恋には邪魔だよ馬鹿力
(1)
(なんだこのいい雰囲気)
押し倒した蘭丸と一寸足りとも目が離れない。
見つめ合う私たちはそれはそれはいい雰囲気だった。
「……めぐみ」
「蘭丸……」
「……めぐみ」
「蘭丸……」
どこのフランス産恋愛映画だとツッコミたいぐらいの甘い雰囲気ただよう二人。
しかし、その雰囲気を最初に壊したのは蘭丸だった。
「……たい」
「ん?」
「いたい……いたいぞ、めぐみ!」
「へ……へ?」
私はその言葉に咄嗟に身体を浮かす。
蘭丸はふうーと一つ息を吐き出すとケホケホと胸を抑えて咳をした。
「ったく。

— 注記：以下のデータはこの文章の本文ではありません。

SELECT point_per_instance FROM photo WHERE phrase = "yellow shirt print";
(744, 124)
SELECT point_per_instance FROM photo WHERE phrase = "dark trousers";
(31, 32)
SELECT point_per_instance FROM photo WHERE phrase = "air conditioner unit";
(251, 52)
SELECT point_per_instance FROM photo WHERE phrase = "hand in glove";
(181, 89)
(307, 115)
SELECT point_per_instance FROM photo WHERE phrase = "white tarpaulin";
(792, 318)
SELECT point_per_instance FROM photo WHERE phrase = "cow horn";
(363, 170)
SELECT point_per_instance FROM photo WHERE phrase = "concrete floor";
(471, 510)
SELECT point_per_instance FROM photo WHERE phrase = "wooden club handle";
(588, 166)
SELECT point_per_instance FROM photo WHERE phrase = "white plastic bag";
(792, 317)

めぐみ。押し倒すにも力加減がいるのだぞ」
「そ、そんなに強くした覚えはないんだけど……」
「そう言えば九太郎に聞いたな。昔、男子に腕相撲で勝ったとか」
「小学生の時の話だけど……」
どうやら知らず知らずのうちに力んでいた私は蘭丸を押し倒しつつ力強く圧迫していたらしい。
申し訳ない事この上ない。
「たぶん、蘭丸がイケメンだから、力んじゃったんだね」
「本番では力むなよ」
「あははー、気をつける」
気づけば下世話トーク全開。
しかしお陰で私の緊張やら心配やらは薄らいだ。